But what Africa has been doing is surviving. Surviving in spite of the world’s efforts to destroy it. Surviving in spite of a lack of tools and resources. We see young democracies trying over and again to heal old wounds and build a new future. We see forgiveness of unspeakable acts in South Africa and Rwanda, in the hope of moving forward. We see communities ravaged by AIDS working to rebuild and care for abandoned young. We see parents in Borno State insisting on sending their girls to school in spite of the real danger of Boko Haram. The people of Africa still believe in Africa, even if we don’t.
Me: How old are you now?
Basil: Hahahahaha! I am growing old every day. I’m 31 now.
Of course he’s 31 now. He’s not the 22-year-old who first called me, excited to find out he had two siblings so close in age. Of course time passes the same way in Nigeria as it does here. Of course he is smart and funny and doing something really important. How offensively ignorant I have been to have missed the last nine years.

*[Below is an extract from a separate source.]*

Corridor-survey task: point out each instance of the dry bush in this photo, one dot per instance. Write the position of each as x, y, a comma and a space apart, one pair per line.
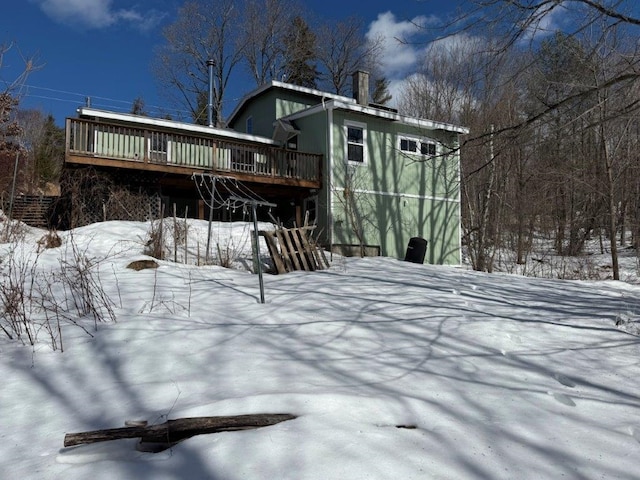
34, 301
156, 244
50, 240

Basil: I plan to come to Harvard this year for some short courses.
Me: You’re coming to the U.S.?
Basil: Yeah.
Once again he’s the one to bridge the gap.
Africa is so far away. Not just physically, but emotionally, consciously. It’s this foggy blank spot in our minds sparsely populated with images of famine and conflict we have never known. To try to reach across all that — to try to find the connection in that fog and become invested in a place that to western eyes can seem so hopeless — it doesn’t even seem possible.
But my brother is there. I may not be able to see the streets of Port Harcourt through the fog just yet, but I am finally starting to see him.